Twin Peaks started with Marilyn Monroe. It sounds like a bad April Fools joke but it’s true.
In 1986, after the success of Blue Velvet, David Lynch was hired to direct a biopic of Marilyn Monroe. Lynch would later say that the Monroe film never happened because, while he liked the idea of doing a story about “a woman in trouble,” he was not comfortable with telling a true story. Even though the film was never made, it did lead to David Lynch meeting and befriending a screenwriter named Mark Frost. Frost, who had written for ground-breaking TV shows like Hill Street Blues, was one of the many screenwriter who would take a stab at the screenplay for the Monroe project.
Even after it became obvious that the Monroe biopic was never going to be produced, Lynch and Frost continued to look for projects that they could work on together. After several film proposals that failed to generate much interest, they followed the advice of Lynch’s agent and worked on a project that, like Blue Velvet, would look at the underbelly of life in small town America.

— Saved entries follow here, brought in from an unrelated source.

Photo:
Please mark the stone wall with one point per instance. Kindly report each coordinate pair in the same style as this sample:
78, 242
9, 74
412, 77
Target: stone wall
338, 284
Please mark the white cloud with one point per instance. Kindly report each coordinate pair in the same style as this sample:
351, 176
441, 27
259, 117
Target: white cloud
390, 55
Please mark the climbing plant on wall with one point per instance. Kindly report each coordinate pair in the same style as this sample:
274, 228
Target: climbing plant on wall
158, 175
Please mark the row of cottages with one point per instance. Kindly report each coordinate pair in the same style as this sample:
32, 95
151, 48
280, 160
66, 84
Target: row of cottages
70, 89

Lynch and Frost started with an image, a body washed up on the shores of the lake. The body was Laura Palmer who, like Marilyn Monroe, was a woman in trouble. Originally called North Dakota (because that was where it was originally meant to take place), this is the project that eventually became Twin Peaks.
Twin Peaks premiered on ABC on April 9th, 1990 and, for its first season, it was a phenomena. Though critics were often baffled, audiences were intrigued by the combination of Lynch’s surrealistic vision and Frost’s serialized storytelling. Twin Peaks was nominated for 14 Emmys at the end of its first season. The second season, however, saw rating sharply decline as audiences, critics, and executives all decided that the show was just too strange. After just 30 episodes, Twin Peaks was canceled.
Even after it ended, Twin Peaks lived on. There was a feature film. There were frequent reruns on stations like Bravo. Twin Peaks‘s quirky style changed the face of television. Shows like Picket Fences and Northern Exposure were basically Twin Peaks-lite, quirky without ever being truly surreal.
Despite the unceremoniously way that it ended, Twin Peaks never went away and new audiences discover it every day. In May, 26 years after it went off the air for the first time, Twin Peaks will be returning. with new episodes, to Showtime. Before it starts again, we are going to take a look back at the original Twin Peaks on this site. Look for Lisa’s review of the pilot tomorrow.
To quote Dale Cooper, “I have no idea where this will lead us, but I have a definite feeling it will be a place both wonderful and strange.”